The Jabra Elite Active 75t Truly Wireless are a better option for most than the Jabra Elite Active 65t Truly Wireless, as long as noise isolation isn't a top priority. The Active 75t have a more compact earbud design that's a lot more comfortable but doesn't isolate noise as well. The Active 65t also sound better-balanced out-of-the-box, but their battery performance isn't as good.
The Beats Powerbeats Pro Truly Wireless are slightly better in-ears for sports than the Jabra Elite Active 75t Truly Wireless, though both perform great for this use. The Beats feel more stable thanks to their ear-hook design, and have a much better-balanced default sound profile without nearly as much low-end bass. They also have a much better battery and last nearly 11.5 hours off a single charge, while the Jabra only last 6.5 hours. The Beats can also be fully charged in their case in less than an hour, which is outstanding, while the Jabra take a little over two hours. The Jabra have a dedicated companion app that gives you access to a graphic EQ and presets. They block a lot more background noise to help keep you concentrated in the gym but also feature a HearThrough mode in case you want to stay aware of your surroundings while running outside.
The Bose SoundSport Free Truly Wireless and Jabra Elite Active 75t Truly Wireless are both sports-oriented truly wireless earbuds each with their own strengths and weaknesses. The Bose have a more neutral, immersive sound but also don't isolate noise as well due to their open-back design. While the Jabra do a better job at isolating the chatter of a busy gym, their sound profile isn't quite as well-balanced out-of-the-box. Their battery life is better, though, and their charging case is a lot less bulky.
The Jabra Elite Active 75t Truly Wireless are much better truly wireless in-ears than the Jabra Elite Sport Truly Wireless. The Elite Active 75t are significantly more comfortable, especially for smaller ears, and have a better balanced sound profile, longer battery life and improved mic quality. The Elite Sport isolate more noise, though, and are compatible with the Jabra Sport Life app which has training features that aren't available with the Active 75t.
The Jaybird Vista Truly Wireless are slightly better truly wireless earbuds for sports than the Jabra Elite Active 75t Truly Wireless. They have added stability fins which helps them fit more securely than the Jabra. Their charging case is also better-suited to athletes on-the-go. However, the Jabra have better mic quality for taking calls during a run and have a longer-lasting battery too.
The Jabra Elite Active 75t Truly Wireless are better truly wireless in-ears than the Google Pixel Buds 2020 Truly Wireless.
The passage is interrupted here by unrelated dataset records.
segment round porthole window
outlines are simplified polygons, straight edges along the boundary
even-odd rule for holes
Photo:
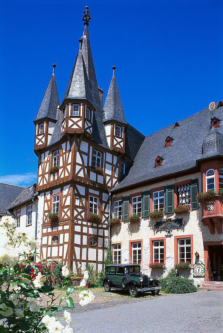
[[[94,246],[97,245],[97,241],[95,237],[91,236],[88,238],[88,244],[91,246]]]
[[[58,236],[54,236],[52,239],[52,243],[53,244],[56,245],[56,244],[58,244],[58,242],[59,242],[59,238]]]

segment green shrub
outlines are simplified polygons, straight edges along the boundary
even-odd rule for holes
[[[162,291],[167,294],[186,294],[197,291],[193,280],[177,276],[174,268],[171,270],[167,276],[159,280]]]

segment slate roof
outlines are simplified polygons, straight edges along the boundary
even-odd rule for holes
[[[105,121],[114,120],[127,123],[114,75],[110,82],[103,111]]]
[[[217,130],[211,130],[210,112],[207,108],[178,122],[179,126],[174,128],[173,124],[147,137],[128,174],[112,191],[192,168],[197,160],[216,155],[223,156],[223,107],[216,108],[213,114],[219,120]],[[173,140],[171,145],[166,147],[168,136]],[[161,166],[155,167],[158,156],[161,158]]]
[[[59,104],[56,78],[53,73],[45,92],[37,115],[34,120],[39,120],[45,117],[57,120],[59,114],[57,106]]]
[[[11,214],[8,206],[25,189],[26,187],[22,186],[0,183],[0,214]]]
[[[21,205],[23,203],[32,199],[33,196],[38,195],[38,192],[35,191],[36,184],[32,185],[29,187],[25,187],[17,197],[8,206],[8,209]]]

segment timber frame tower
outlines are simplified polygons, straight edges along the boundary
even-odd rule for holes
[[[99,271],[109,243],[109,191],[127,173],[145,137],[126,121],[114,67],[103,109],[87,7],[84,12],[84,33],[61,105],[54,64],[34,121],[38,221],[42,258],[61,260],[74,271],[79,263],[93,263]],[[102,220],[89,218],[91,213]]]

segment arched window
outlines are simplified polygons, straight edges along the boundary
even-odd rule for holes
[[[209,169],[206,172],[206,191],[209,189],[215,190],[214,181],[214,170]]]
[[[219,169],[218,171],[219,188],[223,188],[223,169]]]

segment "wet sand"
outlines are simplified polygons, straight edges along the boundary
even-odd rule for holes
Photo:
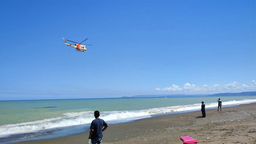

The Jabra have a higher IP rating for water and dust resistance, have a more excited sound profile with a ton of extra low-bass, and have physical buttons that offer more functionality. They also block way more background noise, have a better microphone, support multi-device pairing, and have a much better app with access to a graphic EQ and presets. On the other hand, the Pixel's case holds more charges, and can fully charge your earbuds much faster. They also pair instantly with Android devices.